Regarding BAL differential cell count, the current study findings were in accordance with Jara-Palomares et al19 and Efared et al,20 who found that mixed alveolitis was the commonest pattern in ILD, but lymphocytic alveolitis was common in sarcoidosis and extrinsic allergic alveolitis. Accordingly, BAL is helpful in diagnosing DPLD, and must be always associated with other diagnostic methods; however, LB is still needed to confirm the diagnosis in many circumstances.20,21
Obtaining an LB using a cryoprobe has the potential to change practice dramatically in the evaluation of patients with DPLD with atypical imaging findings. Tomassetti et al22 found that bronchoscopic LB had diagnostic yield of 91% versus 98% for surgical LB, and recommended that future guidelines should implement CB in the diagnostic algorithm of ILD. Further, TBLB could be still useful if sarcoidosis, infection, pulmonary alveolar proteiniosis, and lymphangitis carcinomatosis are suspected.23 This improved diagnostic yield could be due to centrilobular accentuation with involvement of terminal and respiratory bronchiole (as in respiratory bronchiolitis, infection and organizing pneumonia) or distributed along the lymphatic route (as in sarcoidosis and lymphangitis carcinomatosis).24–26 Further, TBCB can be considered a safe procedure, whereas in the current study mild bleeding occurred in 8.3%, but no pneumothorax. These complications were less common than reported in other studies.10,13–15,27 This could be attributed to negative pulmonary hypertension, which is the most important factor predispose to bleeding during CB,28 avoiding biopsy from the central lung zone28 and avoiding closeness to the chest wall.

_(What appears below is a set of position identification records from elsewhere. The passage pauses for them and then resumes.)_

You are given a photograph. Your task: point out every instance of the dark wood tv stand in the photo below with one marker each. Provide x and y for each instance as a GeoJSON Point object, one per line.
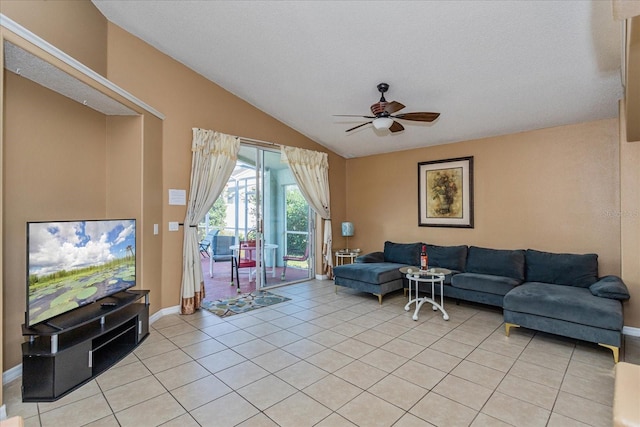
{"type": "Point", "coordinates": [75, 347]}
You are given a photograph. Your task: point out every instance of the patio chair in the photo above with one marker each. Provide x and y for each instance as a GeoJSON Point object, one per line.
{"type": "Point", "coordinates": [287, 258]}
{"type": "Point", "coordinates": [246, 258]}
{"type": "Point", "coordinates": [205, 244]}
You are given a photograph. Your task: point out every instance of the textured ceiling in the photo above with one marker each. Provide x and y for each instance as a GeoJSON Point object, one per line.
{"type": "Point", "coordinates": [489, 67]}
{"type": "Point", "coordinates": [27, 65]}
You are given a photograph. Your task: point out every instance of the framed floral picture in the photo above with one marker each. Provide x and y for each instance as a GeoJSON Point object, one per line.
{"type": "Point", "coordinates": [445, 193]}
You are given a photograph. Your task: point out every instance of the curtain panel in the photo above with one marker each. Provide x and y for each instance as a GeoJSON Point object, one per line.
{"type": "Point", "coordinates": [311, 171]}
{"type": "Point", "coordinates": [214, 156]}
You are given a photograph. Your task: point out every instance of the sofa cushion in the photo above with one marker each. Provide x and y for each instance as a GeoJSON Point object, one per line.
{"type": "Point", "coordinates": [371, 257]}
{"type": "Point", "coordinates": [562, 269]}
{"type": "Point", "coordinates": [498, 285]}
{"type": "Point", "coordinates": [402, 253]}
{"type": "Point", "coordinates": [610, 287]}
{"type": "Point", "coordinates": [371, 272]}
{"type": "Point", "coordinates": [496, 262]}
{"type": "Point", "coordinates": [569, 303]}
{"type": "Point", "coordinates": [449, 257]}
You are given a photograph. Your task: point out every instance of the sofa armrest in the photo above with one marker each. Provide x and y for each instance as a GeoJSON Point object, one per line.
{"type": "Point", "coordinates": [371, 257]}
{"type": "Point", "coordinates": [611, 287]}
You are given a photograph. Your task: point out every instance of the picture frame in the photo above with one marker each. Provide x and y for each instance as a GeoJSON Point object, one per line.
{"type": "Point", "coordinates": [445, 193]}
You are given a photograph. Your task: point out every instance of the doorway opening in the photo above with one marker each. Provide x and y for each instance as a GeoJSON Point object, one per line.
{"type": "Point", "coordinates": [263, 206]}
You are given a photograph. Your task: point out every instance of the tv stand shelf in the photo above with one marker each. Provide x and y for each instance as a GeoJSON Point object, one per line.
{"type": "Point", "coordinates": [77, 346]}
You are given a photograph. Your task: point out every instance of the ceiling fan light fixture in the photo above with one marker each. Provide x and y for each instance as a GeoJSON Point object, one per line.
{"type": "Point", "coordinates": [382, 123]}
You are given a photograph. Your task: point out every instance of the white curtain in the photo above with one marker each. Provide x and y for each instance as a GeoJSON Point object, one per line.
{"type": "Point", "coordinates": [213, 160]}
{"type": "Point", "coordinates": [311, 171]}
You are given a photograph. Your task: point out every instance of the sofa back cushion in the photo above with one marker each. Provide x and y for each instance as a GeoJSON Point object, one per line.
{"type": "Point", "coordinates": [562, 269]}
{"type": "Point", "coordinates": [450, 257]}
{"type": "Point", "coordinates": [402, 253]}
{"type": "Point", "coordinates": [497, 262]}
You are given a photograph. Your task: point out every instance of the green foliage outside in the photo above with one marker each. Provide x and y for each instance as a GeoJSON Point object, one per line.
{"type": "Point", "coordinates": [297, 211]}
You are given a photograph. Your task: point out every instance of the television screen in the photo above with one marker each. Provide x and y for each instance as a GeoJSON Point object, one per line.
{"type": "Point", "coordinates": [74, 263]}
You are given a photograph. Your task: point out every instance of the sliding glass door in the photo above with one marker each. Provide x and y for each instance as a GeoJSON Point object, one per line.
{"type": "Point", "coordinates": [260, 203]}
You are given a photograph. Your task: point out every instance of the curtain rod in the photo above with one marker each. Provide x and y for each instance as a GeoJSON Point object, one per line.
{"type": "Point", "coordinates": [254, 141]}
{"type": "Point", "coordinates": [259, 142]}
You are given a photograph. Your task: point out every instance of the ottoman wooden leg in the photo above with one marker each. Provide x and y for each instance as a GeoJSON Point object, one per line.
{"type": "Point", "coordinates": [614, 349]}
{"type": "Point", "coordinates": [508, 326]}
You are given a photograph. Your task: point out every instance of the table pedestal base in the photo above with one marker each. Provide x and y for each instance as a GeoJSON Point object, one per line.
{"type": "Point", "coordinates": [433, 279]}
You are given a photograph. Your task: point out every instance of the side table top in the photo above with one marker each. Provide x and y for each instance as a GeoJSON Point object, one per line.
{"type": "Point", "coordinates": [347, 252]}
{"type": "Point", "coordinates": [434, 271]}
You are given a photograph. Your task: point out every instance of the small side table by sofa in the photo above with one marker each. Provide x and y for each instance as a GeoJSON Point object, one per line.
{"type": "Point", "coordinates": [431, 276]}
{"type": "Point", "coordinates": [346, 254]}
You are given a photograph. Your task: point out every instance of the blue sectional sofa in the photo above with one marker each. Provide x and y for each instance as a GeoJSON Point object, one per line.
{"type": "Point", "coordinates": [550, 292]}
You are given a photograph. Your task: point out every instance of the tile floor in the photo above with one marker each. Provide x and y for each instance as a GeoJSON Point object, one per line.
{"type": "Point", "coordinates": [327, 359]}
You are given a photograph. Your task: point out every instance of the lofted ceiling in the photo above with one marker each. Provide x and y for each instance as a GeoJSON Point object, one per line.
{"type": "Point", "coordinates": [489, 67]}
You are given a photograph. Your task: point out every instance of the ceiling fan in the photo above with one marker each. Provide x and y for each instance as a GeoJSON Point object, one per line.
{"type": "Point", "coordinates": [383, 114]}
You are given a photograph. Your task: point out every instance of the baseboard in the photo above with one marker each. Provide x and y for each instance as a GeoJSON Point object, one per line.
{"type": "Point", "coordinates": [16, 372]}
{"type": "Point", "coordinates": [163, 312]}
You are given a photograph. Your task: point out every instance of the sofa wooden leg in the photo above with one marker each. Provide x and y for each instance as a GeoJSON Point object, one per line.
{"type": "Point", "coordinates": [614, 349]}
{"type": "Point", "coordinates": [508, 326]}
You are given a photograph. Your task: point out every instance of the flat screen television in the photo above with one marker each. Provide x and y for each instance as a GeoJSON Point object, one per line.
{"type": "Point", "coordinates": [74, 263]}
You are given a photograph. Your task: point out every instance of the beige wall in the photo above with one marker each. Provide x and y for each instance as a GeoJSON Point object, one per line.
{"type": "Point", "coordinates": [630, 220]}
{"type": "Point", "coordinates": [555, 189]}
{"type": "Point", "coordinates": [188, 100]}
{"type": "Point", "coordinates": [54, 168]}
{"type": "Point", "coordinates": [75, 26]}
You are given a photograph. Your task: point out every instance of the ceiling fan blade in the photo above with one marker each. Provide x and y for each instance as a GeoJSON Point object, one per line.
{"type": "Point", "coordinates": [396, 127]}
{"type": "Point", "coordinates": [354, 115]}
{"type": "Point", "coordinates": [418, 117]}
{"type": "Point", "coordinates": [393, 106]}
{"type": "Point", "coordinates": [359, 126]}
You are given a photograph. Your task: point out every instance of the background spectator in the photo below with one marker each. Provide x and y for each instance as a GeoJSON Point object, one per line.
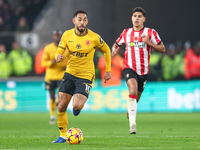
{"type": "Point", "coordinates": [2, 24]}
{"type": "Point", "coordinates": [39, 70]}
{"type": "Point", "coordinates": [192, 62]}
{"type": "Point", "coordinates": [172, 65]}
{"type": "Point", "coordinates": [155, 66]}
{"type": "Point", "coordinates": [21, 61]}
{"type": "Point", "coordinates": [22, 25]}
{"type": "Point", "coordinates": [5, 68]}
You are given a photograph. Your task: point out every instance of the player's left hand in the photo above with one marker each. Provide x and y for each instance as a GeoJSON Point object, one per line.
{"type": "Point", "coordinates": [59, 57]}
{"type": "Point", "coordinates": [145, 39]}
{"type": "Point", "coordinates": [107, 76]}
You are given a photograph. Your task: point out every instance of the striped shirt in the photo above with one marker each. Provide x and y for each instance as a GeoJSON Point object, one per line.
{"type": "Point", "coordinates": [137, 53]}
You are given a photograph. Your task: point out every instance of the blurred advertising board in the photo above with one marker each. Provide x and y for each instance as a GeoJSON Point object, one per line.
{"type": "Point", "coordinates": [31, 96]}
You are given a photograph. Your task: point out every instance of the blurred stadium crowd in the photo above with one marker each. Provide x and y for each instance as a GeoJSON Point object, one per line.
{"type": "Point", "coordinates": [181, 61]}
{"type": "Point", "coordinates": [19, 15]}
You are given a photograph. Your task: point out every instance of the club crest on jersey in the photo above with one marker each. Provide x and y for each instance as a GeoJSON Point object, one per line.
{"type": "Point", "coordinates": [87, 42]}
{"type": "Point", "coordinates": [78, 46]}
{"type": "Point", "coordinates": [136, 44]}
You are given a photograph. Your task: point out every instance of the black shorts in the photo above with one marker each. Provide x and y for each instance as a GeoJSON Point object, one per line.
{"type": "Point", "coordinates": [72, 85]}
{"type": "Point", "coordinates": [53, 84]}
{"type": "Point", "coordinates": [141, 79]}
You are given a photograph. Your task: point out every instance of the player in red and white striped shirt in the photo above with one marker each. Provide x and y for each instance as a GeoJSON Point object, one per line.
{"type": "Point", "coordinates": [139, 42]}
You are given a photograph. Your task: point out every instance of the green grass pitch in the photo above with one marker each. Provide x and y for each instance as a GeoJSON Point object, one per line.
{"type": "Point", "coordinates": [102, 131]}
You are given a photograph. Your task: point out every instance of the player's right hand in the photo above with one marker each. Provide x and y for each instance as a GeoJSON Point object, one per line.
{"type": "Point", "coordinates": [114, 51]}
{"type": "Point", "coordinates": [59, 57]}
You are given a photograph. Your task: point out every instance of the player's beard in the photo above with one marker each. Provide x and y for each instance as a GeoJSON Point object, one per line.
{"type": "Point", "coordinates": [81, 30]}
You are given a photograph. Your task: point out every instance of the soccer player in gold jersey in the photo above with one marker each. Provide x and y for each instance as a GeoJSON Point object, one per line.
{"type": "Point", "coordinates": [80, 43]}
{"type": "Point", "coordinates": [54, 72]}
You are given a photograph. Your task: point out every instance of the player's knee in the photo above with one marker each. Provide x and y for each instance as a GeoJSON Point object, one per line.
{"type": "Point", "coordinates": [132, 92]}
{"type": "Point", "coordinates": [78, 107]}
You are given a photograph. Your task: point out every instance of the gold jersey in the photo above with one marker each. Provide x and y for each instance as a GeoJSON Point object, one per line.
{"type": "Point", "coordinates": [57, 70]}
{"type": "Point", "coordinates": [81, 51]}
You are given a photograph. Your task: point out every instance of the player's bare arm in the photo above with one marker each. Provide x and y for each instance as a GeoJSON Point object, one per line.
{"type": "Point", "coordinates": [107, 76]}
{"type": "Point", "coordinates": [115, 49]}
{"type": "Point", "coordinates": [59, 57]}
{"type": "Point", "coordinates": [158, 47]}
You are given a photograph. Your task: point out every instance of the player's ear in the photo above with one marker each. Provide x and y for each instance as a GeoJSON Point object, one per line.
{"type": "Point", "coordinates": [73, 20]}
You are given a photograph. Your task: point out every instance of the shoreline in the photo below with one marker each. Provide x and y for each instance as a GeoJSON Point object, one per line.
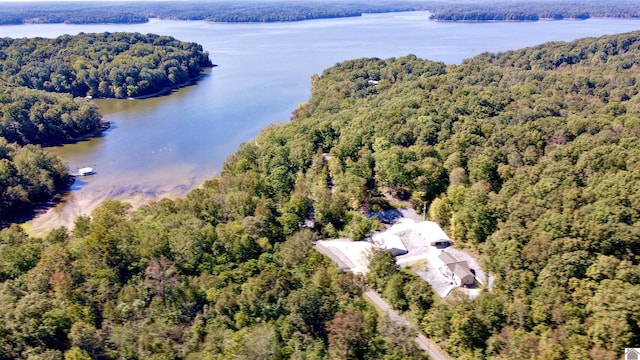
{"type": "Point", "coordinates": [167, 90]}
{"type": "Point", "coordinates": [103, 126]}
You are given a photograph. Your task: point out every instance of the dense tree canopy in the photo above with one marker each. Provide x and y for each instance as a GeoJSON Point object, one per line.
{"type": "Point", "coordinates": [529, 158]}
{"type": "Point", "coordinates": [43, 83]}
{"type": "Point", "coordinates": [89, 12]}
{"type": "Point", "coordinates": [116, 65]}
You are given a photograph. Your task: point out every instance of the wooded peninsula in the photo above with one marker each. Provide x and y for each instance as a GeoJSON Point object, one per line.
{"type": "Point", "coordinates": [529, 158]}
{"type": "Point", "coordinates": [44, 86]}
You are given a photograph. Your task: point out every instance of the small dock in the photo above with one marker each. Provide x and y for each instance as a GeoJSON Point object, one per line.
{"type": "Point", "coordinates": [86, 171]}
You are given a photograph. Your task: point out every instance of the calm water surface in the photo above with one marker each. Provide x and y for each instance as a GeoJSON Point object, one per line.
{"type": "Point", "coordinates": [165, 146]}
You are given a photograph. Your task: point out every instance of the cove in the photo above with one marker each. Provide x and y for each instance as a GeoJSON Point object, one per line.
{"type": "Point", "coordinates": [165, 146]}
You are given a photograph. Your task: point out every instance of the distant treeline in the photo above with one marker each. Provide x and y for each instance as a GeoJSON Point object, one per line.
{"type": "Point", "coordinates": [287, 10]}
{"type": "Point", "coordinates": [140, 12]}
{"type": "Point", "coordinates": [533, 11]}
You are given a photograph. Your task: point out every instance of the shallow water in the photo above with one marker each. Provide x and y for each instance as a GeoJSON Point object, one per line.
{"type": "Point", "coordinates": [165, 146]}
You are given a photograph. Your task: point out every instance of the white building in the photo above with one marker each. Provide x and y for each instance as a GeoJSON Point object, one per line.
{"type": "Point", "coordinates": [456, 271]}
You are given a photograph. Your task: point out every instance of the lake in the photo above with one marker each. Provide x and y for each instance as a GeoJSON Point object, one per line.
{"type": "Point", "coordinates": [165, 146]}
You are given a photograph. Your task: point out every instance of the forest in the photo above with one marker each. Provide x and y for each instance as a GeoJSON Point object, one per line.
{"type": "Point", "coordinates": [529, 158]}
{"type": "Point", "coordinates": [43, 85]}
{"type": "Point", "coordinates": [287, 10]}
{"type": "Point", "coordinates": [113, 65]}
{"type": "Point", "coordinates": [535, 10]}
{"type": "Point", "coordinates": [215, 11]}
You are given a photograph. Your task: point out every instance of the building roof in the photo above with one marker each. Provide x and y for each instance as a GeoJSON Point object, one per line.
{"type": "Point", "coordinates": [458, 268]}
{"type": "Point", "coordinates": [446, 258]}
{"type": "Point", "coordinates": [432, 232]}
{"type": "Point", "coordinates": [390, 242]}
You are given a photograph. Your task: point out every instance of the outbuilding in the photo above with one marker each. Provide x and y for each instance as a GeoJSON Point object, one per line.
{"type": "Point", "coordinates": [457, 271]}
{"type": "Point", "coordinates": [433, 234]}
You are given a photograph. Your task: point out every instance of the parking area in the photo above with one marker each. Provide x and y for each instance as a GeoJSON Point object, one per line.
{"type": "Point", "coordinates": [419, 256]}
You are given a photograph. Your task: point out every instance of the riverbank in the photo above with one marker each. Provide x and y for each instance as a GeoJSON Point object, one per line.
{"type": "Point", "coordinates": [103, 126]}
{"type": "Point", "coordinates": [168, 89]}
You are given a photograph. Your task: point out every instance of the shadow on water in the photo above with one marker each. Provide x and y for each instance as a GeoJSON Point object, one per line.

The current study had some limitations. Firstly, the sample was relatively small. Secondly, all patients with CBs had to be under general anesthesia and endotracheally intubated. Other research has been conducted with sedation without intubation,15 with a diagnostic yield of 70%. However, this is against the recently published international guidelines22 that were followed in the current study. Further, intubation ensured rapid reintroduction of bronchoscope after biopsies and allowed better control of postprocedure bleeding.
TBCB had a good diagnostic yield (83%) that increased to 100% when applying a multidisciplinary approach. Further, TBCB was associated with high safety and tolerability, and it is possible to be applied in low-resource areas with experienced hands. TBLB is still associated with good diagnostic yield in cases of sarcoidosis and lymphangitis carcinomatosis.
The authors are grateful to the nursing staff in the bronchoscopic unit and anesthetic staff for their cooperation and continuous willingness to share in this work.
The authors report no conflicts of interest in this work.